Restaurant ‘t Pestengasthuys

’t Pestengasthuys: ‘Chic en een beetje gek’

“Eten moet een feest zijn”, Paul Stegeman, chefkok en eigenaar van restaurant ’t Pestengasthuys in Zwolle, probeert van elk diner een bijzondere gelegenheid te maken. De unieke entourage helpt daarbij; ’t Pestengasthuys is gevestigd in een statig monumentaal pand met een vide en gebrandschilderde ramen. ‘t Pestengasthuys is als enigste in de regio Zwolle in bezit van een Bib Gourmand.

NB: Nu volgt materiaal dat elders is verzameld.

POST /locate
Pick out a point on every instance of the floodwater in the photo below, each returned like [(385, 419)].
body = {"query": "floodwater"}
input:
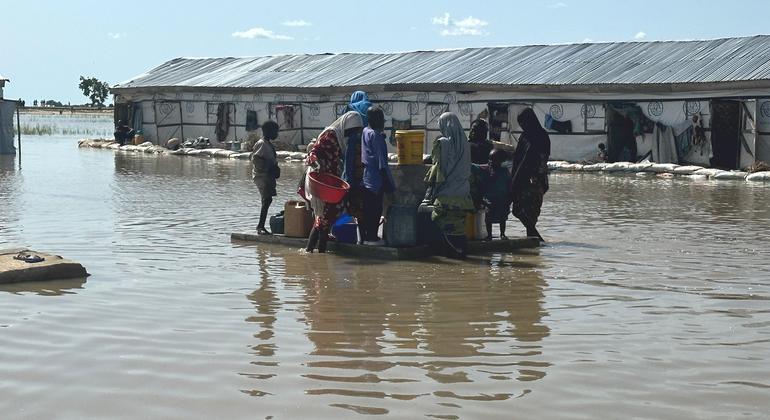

Chic, maar een beetje gek, dat antwoordt Stegeman op de vraag wat de filosofie van ‘t Pestengasthuys is. “Sommige chefkoks zijn voorstander van de idee ‘beter goed gejat dan slecht bedacht’. Wij niet. Wij willen onze eigen creativiteit in de gerechten kwijt en een eigen identiteit creëren. Het moet bijzonder zijn om hier te eten en daarom proberen we in alles verrassend te zijn; een verrassend diner, een andere serveermethode, een andere bereidingswijze en verrassende combinaties”, zegt Stegeman. ‘t Pestengasthuys is niet opgedirkt, strak en stijf. De entourage straalt juist een bepaalde soberheid uit, die tegelijkertijd chic en sfeervol is. “Een sfeer die vriendschappelijk is en warm. We willen vrienden ontvangen en zo mag de gast zich ook gedragen. Wij vinden het niet erg als hij zijn eigen wijn bijschenkt. En de puntzak met bitterkoekjes en brownies die we bij de koffie serveren mag hij mee naar huis nemen”, zegt Stegeman.

Monumentaal

Het monumentale pand, gevestigd in de binnenstad van Zwolle, is alles bepalend voor de sfeer in ’t Pestengasthuys. Als oudste pand van de binnenstad heeft het een rijke historie. Rond 1450 werd het Pestengasthuys gebouwd aan de buitenkant van de stadsmuur als laatste en geïsoleerde rustplaats voor mensen die aan de pest leden en zouden sterven. De verpleging was in de meeste gevallen van korte duur en bestond voornamelijk uit het voorzien van de patiënten van goed eten en drinken. Na de pestepidemie heeft ‘t Pestengasthuys dienst gedaan als onder andere soldatenhospitaal, weversgildehuis en armenweeshuis. Enkele eeuwen na de bouw van het pand is de stadsmuur verplaatst in verband met de groei van de stad. Hierdoor staat het gebouw nu in het centrum van de stad en valt het onder monumentenzorg. Vanaf 1996 is restaurant ‘t Pestengasthuys hier gevestigd. “Hierdoor heeft dit schitterend bewaarde en gerestaureerde pand weer een publieke functie. En eigenlijk doen we nog steeds hetzelfde als in de middeleeuwen; gasten van goed eten en drinken voorzien”, aldus Paul Stegeman.

Bib Gourmand

Als persoonlijk lid van Euro-toques (een Europese vereniging van professionele koks die zich zorgen maken over de ontwikkelingen in de voedingsindustrie en die daarom werken volgens het principe ‘weten wat we eten’) houdt ‘t Pestengasthuys de nationale culinaire tradities in ere; Stegeman maakt uitsluitend gebruik van bij het seizoen behorende natuurlijke ingrediënten. De kookstijl van Stegeman is eigentijds vanuit een klassieke scholing. “Ik vind het belangrijk dat elk gebruikt ingrediënt herkenbaar op het bord ligt en dat gasten kunnen zien wat ze eten. Ook gebruik ik maximaal vier hoofdingrediënten per gerecht. Het klinkt als een cliché, maar ik meen het wel als ik zeg dat onze gerechten een feest voor het oog en een streling voor de tong zijn.” Sinds 1997 heeft ‘t Pestengasthuys een Bib Gourmand, deze wordt toegekend aan restaurants die een uitstekende prijs/kwaliteit verhouding in acht nemen.